A total of 54 patients presenting with ischemic stroke were recruited consecutively with the exclusion of patients having trauma, tumor, infections, and organ failure. The cf-DNA was extracted by circulating nucleic acid kit from Qiagen and measured by real-time quantitative polymerase chain reaction assay for β-globin gene. The primary outcome measure was poststroke modified Rankin scale Score at 3 months after the onset of symptoms.

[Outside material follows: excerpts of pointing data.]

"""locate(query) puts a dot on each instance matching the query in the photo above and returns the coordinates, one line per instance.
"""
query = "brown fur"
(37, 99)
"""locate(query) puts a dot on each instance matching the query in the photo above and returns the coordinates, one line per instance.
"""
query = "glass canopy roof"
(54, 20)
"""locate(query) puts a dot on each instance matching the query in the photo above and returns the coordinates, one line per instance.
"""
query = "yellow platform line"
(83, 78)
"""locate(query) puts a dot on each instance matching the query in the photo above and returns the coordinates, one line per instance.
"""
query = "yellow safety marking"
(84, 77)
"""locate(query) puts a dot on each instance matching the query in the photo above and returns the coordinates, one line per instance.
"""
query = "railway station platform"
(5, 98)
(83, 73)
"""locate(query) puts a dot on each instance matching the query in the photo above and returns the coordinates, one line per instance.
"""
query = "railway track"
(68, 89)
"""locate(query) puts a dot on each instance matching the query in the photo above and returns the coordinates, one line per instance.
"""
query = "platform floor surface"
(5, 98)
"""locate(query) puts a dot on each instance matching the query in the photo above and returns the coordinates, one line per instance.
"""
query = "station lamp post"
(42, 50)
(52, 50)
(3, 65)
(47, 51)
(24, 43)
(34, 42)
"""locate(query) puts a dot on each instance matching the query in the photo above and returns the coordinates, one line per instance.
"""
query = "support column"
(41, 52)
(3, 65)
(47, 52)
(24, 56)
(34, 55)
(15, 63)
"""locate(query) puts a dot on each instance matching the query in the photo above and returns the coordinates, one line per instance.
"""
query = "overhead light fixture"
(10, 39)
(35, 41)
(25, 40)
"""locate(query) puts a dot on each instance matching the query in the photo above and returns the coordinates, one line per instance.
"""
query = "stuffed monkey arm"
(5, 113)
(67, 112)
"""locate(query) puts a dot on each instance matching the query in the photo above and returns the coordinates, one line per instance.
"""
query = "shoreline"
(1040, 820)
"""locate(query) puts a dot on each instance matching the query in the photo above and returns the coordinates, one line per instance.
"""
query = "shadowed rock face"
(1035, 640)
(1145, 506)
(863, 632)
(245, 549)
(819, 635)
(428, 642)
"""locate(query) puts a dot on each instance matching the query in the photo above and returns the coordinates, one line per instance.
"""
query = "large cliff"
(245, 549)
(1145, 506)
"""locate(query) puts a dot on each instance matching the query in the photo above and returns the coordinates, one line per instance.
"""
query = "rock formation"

Higher cf-DNA levels were associated with severity at the time of admission measured by National Institutes of Health Stroke Scale (P=0.003) and poor outcome as measured by modified Rankin scale 3-month scores (P=0.001). Therapeutic intervention in the form of a mechanical thrombectomy or IV thrombolysis was associated with improved outcome in patients with cf-DNA<10,000 kilogenome-equivalents/L (P≤0.01).
cf-DNA level correlates well with the severity of stroke at admission and long-term prognosis. It can be used as an additional marker to predict the outcome of therapeutic intervention.
中风已成为第二大常见死因。在中风患者的外周血中已检测到多种生物标志物,但尚无一种在临床实践中得到应用。中风发作后不久释放到血液中的游离DNA(cf-DNA)可能有助于评估疾病的严重程度和预后。
连续招募了54例缺血性中风患者,排除有创伤、肿瘤、感染和器官衰竭的患者。使用Qiagen的循环核酸试剂盒提取cf-DNA,并通过实时定量聚合酶链反应法检测β-珠蛋白基因。主要观察指标是症状发作后3个月的中风后改良Rankin量表评分。
较高的cf-DNA水平与入院时通过美国国立卫生研究院卒中量表测量的严重程度相关(P=0.003),与改良Rankin量表3个月评分测量的不良预后相关(P=0.001)。对于cf-DNA<10,000千基因组当量/升的患者,以机械取栓或静脉溶栓形式的治疗干预与改善预后相关(P≤0.01)。
cf-DNA水平与入院时中风的严重程度和长期预后密切相关。它可作为预测治疗干预结果的额外标志物。